US film box office revenues in China are declining and only two films from the US were among the top ten hits in China last year. The lion’s share of the Chinese audiences seems to have shifted their preference to domestic films. Before the pandemic, it was expected that in any given year at least five US films would be among the top 10 movies in China. The available data from 2014-2018 confirms this. However, in 2019 only two US films achieved the same success. The same held true in 2021 and 2022. In 2023, there has been just a single US film thus far among the top ten. Of the top grossing 15 films in 2019, ten were made locally. In 2020 foreign film revenue in China had slipped to 16%. With the abandonment of Xi’s zero covid policies and the embrace of domestic themes, the rapid expansion of the Chinese film industry in all sectors from production, theatrical distribution to streaming has resumed and expanded. Film tickets were also discounted by the Chinese government to encourage more theatergoing. Industry experts estimate that China will return as the largest global film market, a position it held several years ago, though other counties like the US, Korea, India, and France released more films in 2022 than the 240 productions from China.
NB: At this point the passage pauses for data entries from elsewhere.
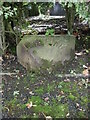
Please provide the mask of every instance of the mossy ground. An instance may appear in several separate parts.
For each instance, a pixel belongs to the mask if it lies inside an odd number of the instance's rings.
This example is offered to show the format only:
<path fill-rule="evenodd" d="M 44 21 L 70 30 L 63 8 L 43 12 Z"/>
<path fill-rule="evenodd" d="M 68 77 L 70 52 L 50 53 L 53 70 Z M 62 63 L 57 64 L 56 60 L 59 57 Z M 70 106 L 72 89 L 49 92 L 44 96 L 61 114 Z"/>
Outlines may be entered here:
<path fill-rule="evenodd" d="M 81 59 L 74 59 L 66 68 L 36 73 L 26 72 L 16 59 L 6 60 L 4 71 L 14 71 L 17 66 L 19 73 L 3 77 L 3 117 L 88 118 L 88 78 L 60 77 L 61 73 L 81 73 L 87 55 L 83 62 Z"/>

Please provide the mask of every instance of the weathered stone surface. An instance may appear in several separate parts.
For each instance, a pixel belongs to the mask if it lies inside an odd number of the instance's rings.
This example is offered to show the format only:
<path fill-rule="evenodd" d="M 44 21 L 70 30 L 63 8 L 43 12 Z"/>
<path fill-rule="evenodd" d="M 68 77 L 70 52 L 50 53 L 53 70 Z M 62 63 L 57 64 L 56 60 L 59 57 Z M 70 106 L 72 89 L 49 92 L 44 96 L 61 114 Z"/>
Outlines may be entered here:
<path fill-rule="evenodd" d="M 70 60 L 74 55 L 75 37 L 70 35 L 26 35 L 17 45 L 18 61 L 26 69 L 36 69 Z"/>

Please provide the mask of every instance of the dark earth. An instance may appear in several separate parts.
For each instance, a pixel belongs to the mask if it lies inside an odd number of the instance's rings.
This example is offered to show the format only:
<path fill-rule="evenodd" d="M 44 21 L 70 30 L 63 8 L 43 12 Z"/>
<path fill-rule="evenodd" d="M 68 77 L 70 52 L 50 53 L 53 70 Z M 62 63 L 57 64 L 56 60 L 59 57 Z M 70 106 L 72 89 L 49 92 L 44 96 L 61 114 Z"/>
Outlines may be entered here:
<path fill-rule="evenodd" d="M 89 55 L 76 51 L 67 65 L 36 72 L 26 71 L 16 56 L 4 55 L 3 72 L 16 74 L 2 77 L 3 118 L 90 118 Z"/>

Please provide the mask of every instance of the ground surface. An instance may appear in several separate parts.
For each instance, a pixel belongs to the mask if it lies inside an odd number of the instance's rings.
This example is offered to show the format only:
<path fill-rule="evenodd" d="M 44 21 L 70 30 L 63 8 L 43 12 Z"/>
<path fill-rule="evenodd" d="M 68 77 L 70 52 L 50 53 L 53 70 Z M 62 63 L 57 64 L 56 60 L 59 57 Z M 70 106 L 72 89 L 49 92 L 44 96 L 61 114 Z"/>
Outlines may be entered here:
<path fill-rule="evenodd" d="M 3 118 L 88 118 L 89 53 L 75 55 L 66 67 L 27 72 L 12 55 L 3 58 Z M 86 67 L 86 68 L 85 68 Z M 76 77 L 76 74 L 85 76 Z M 62 77 L 65 74 L 74 77 Z"/>

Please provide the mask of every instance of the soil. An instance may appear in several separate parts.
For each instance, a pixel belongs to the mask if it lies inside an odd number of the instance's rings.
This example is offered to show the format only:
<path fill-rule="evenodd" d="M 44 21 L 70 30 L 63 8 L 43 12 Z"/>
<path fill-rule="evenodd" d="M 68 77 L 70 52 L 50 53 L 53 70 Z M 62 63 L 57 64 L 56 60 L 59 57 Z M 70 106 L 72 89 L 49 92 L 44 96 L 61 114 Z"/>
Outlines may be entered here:
<path fill-rule="evenodd" d="M 2 68 L 4 73 L 16 73 L 2 76 L 3 118 L 90 117 L 89 53 L 85 50 L 65 66 L 37 72 L 26 71 L 16 56 L 7 53 Z M 73 76 L 64 76 L 69 74 Z"/>

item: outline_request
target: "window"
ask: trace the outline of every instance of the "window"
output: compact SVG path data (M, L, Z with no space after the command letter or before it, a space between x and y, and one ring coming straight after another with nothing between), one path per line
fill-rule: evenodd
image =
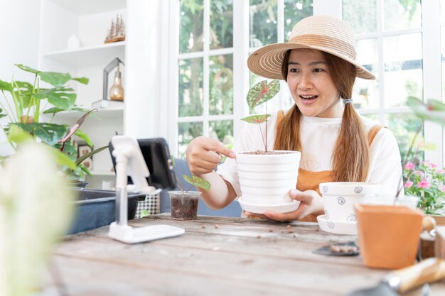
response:
M306 16L334 14L353 26L358 60L377 77L356 80L355 106L392 131L402 155L421 129L425 141L438 147L426 151L424 158L442 163L441 126L421 122L405 102L409 96L440 99L445 89L440 44L445 44L445 0L440 5L420 0L176 1L178 130L170 138L179 143L172 149L176 155L183 156L188 142L200 135L230 145L242 126L240 118L264 112L264 106L249 110L245 103L250 87L264 80L248 70L248 55L286 41L295 23ZM285 82L281 89L268 102L268 112L292 105Z
M180 1L178 154L204 135L233 138L233 1Z
M312 15L312 0L239 1L236 6L233 0L178 2L178 129L173 136L178 146L171 150L183 157L188 143L201 135L231 147L241 126L237 121L250 111L245 106L249 85L264 80L250 74L245 62L248 54L264 45L287 40L294 25ZM246 13L235 20L237 9ZM249 26L245 27L246 21ZM241 40L237 45L235 31ZM243 62L234 65L235 55L245 57ZM234 82L237 75L242 80ZM245 77L250 78L245 80ZM241 84L237 94L236 83ZM269 112L291 105L286 87L282 89L283 94L269 104Z
M343 1L343 18L357 34L358 60L376 77L356 80L354 105L391 129L402 157L422 126L405 104L409 96L423 98L421 13L420 0Z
Data from 2022 seems to indicate that mainland China is expanding its position among the most important film markets as expressed in tickets sold and screens operated. In India, 981 million tickets were sold, in China 709 million and in the US 699 million. China has approximately eighty two thousand (82,000) screens, as opposed to India’s eleven thousand (11,000), and the US’s forty thousand (40,000). Richard Brody from the New Yorker listed for the first time two films from China among the best 2022 films, SATURDAY FICTION by Lou Ye and A NEW OLD PLAY by QIU Jiongjiong. Both productions, acclaimed in numerous film festivals, can be screened on YouTube and Amazon Prime. The YouTube streaming service, like Netflix and a dozen other services, carry many Chinese and Hong Kong films as well as television programs in Mandarin, Cantonese, subtitled in English, and other languages. Netflix received the best rating for quality of image and sound of streamed Chinese genre films. In that context, one must keep in mind that there is no Chinese film festival in the United States.
Part of that problem may be that the bond between the 5.2 million people of mainland China origin, according to the US Census Bureau, and their homeland, is not as strong as the link of other Asian groups with the countries they came from. Among those of Chinese origin in the US, only 20% consider returning to China, the lowest return desire share of all Asian groups. Ironically, when Chinese features are shown here in the US, they tend to draw large audiences in limited theatrical distribution though there are is little publicity for these films dem reaching beyond Chinese groups.